Societal deterioration is infectious. Follow the same policies across the country, and we will derive the same results.
We are already seeing hints of that with the great marijuana legalization experiment. I’m not talking about medical marijuana—which has legitimate purposes just as opioids do to control pain when properly prescribed. But because weed has become more potent, legalized recreational marijuana is adversely impacting our youth and the quality of lives in the communities where it’s permitted.
For example, studies have shown that marijuana users have a greater likelihood of suicidal ideation. It can cause hallucinations and a gastrointestinal malady known as cannabinoid hyperemesis syndrome, the symptoms of which include heavy and repeated uncontrollable vomiting. A study published last year in JAMA Psychiatry reported evidence that a “component cause of schizophrenia” may involve heavy use of marijuana. Indeed, according to the report 8 percent of schizophrenia diagnoses in Denmark “may be attributable to cannabis use disorder.”
Colorado’s marijuana legalization experiment has had measurable deleterious consequences. For example, a 2019 medical study found that traffic deaths involving drivers who tested positive for marijuana “more than doubled from 55 in 2013 to 115 people killed in 2018. This equates to one person killed every 3 days in 2018 compared to one person killed every 6½ days in 2013.”

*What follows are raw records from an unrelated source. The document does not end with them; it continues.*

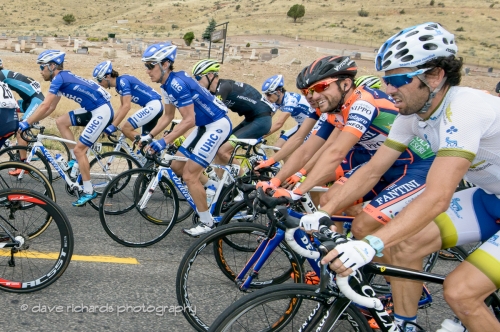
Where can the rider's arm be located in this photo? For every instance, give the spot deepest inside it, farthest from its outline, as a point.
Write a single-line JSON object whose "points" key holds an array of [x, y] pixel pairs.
{"points": [[279, 123], [328, 162], [363, 180], [188, 122], [296, 140], [164, 120], [46, 107], [442, 180], [123, 110]]}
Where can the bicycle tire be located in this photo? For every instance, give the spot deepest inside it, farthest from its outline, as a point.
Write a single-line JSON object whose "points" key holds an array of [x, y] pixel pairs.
{"points": [[204, 285], [107, 166], [290, 307], [44, 257], [41, 164], [124, 222]]}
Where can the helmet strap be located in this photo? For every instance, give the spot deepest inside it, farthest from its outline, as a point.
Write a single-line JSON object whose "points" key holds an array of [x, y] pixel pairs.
{"points": [[432, 93]]}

That’s not all. “College age marijuana use increased 18 percent and is 48 percent higher than the national average, currently ranked 6th in the nation.” And get this: “The yearly number of emergency department visits related to marijuana increased 54 percent after the legalization of recreational marijuana (2013 compared to 2017),” with the yearly number of marijuana-related hospitalizations increasing 101 percent over the same time period.

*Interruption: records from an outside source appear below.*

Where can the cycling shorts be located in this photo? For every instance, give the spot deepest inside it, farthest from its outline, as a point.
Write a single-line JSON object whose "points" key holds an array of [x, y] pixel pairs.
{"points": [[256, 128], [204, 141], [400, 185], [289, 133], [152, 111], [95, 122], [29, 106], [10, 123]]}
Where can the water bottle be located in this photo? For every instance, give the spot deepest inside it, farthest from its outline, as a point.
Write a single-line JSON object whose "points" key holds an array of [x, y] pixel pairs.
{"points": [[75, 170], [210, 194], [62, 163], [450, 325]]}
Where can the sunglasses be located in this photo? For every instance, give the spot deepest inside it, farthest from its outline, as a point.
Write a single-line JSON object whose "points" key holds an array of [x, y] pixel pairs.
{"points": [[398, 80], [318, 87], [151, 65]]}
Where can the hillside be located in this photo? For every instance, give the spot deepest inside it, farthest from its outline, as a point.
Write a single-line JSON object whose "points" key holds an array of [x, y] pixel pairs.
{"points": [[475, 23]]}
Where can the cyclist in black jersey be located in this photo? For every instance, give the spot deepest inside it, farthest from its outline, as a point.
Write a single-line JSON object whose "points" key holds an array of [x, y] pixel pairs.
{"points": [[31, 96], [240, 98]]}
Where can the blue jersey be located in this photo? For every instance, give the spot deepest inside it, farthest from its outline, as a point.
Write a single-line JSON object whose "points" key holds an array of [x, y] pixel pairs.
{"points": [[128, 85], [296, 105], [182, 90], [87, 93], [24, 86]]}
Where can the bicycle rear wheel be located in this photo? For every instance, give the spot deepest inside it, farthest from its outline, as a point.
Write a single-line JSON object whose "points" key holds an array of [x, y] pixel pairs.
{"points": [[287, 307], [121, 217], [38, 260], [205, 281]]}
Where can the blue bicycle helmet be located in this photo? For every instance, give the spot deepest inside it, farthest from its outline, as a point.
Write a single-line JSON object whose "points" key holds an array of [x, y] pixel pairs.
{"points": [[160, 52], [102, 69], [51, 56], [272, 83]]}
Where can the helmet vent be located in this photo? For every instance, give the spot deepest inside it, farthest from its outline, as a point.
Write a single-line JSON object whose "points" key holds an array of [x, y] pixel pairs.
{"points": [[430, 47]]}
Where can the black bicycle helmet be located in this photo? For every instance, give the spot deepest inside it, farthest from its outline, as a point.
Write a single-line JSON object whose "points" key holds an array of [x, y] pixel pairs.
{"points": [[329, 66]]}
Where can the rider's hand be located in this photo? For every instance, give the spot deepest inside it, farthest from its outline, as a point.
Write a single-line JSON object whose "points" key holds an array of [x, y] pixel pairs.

If it’s that bad with marijuana, imagine how much worse it would be if we swept away legal penalties for the abuse of harder, more dangerous drugs. The inevitable outcome would be more addiction, increased deaths, and destroyed families.
This certainly doesn’t mean that jail should be the primary societal response to drug abuse. It shouldn’t even be the first approach when the crime is simple use or possession. But helping people avoid hard drugs — and inducing them to get clean—requires continued illegality, if only as a means of inducing abusers to seek help. In other words, reducing and preventing addiction often requires a stick as well as a carrot.
So, by all means, let’s increase the availability of rehabilitation services. Let’s reach out in compassion to our neighbors and families struggling with substance abuse. And allow those arrested for drug possession the first, second, or even third times to opt into a structured rehab program instead of incarceration or other punishment that can culminate with all charges dropped once the accused successfully completes the program.
But don’t drop the potential for criminal penalties. Don’t eradicate that option for providing needed social structure and coercive inducement to quit abusing. Because if we follow the End It For Good-recommended approach, we may have fewer incarcerations, but at the cost of more addicts, increased crime, worse homelessness, and exacerbated mental illness, all without the concomitant commitment of society to devote the necessary resources required to help people stay clean.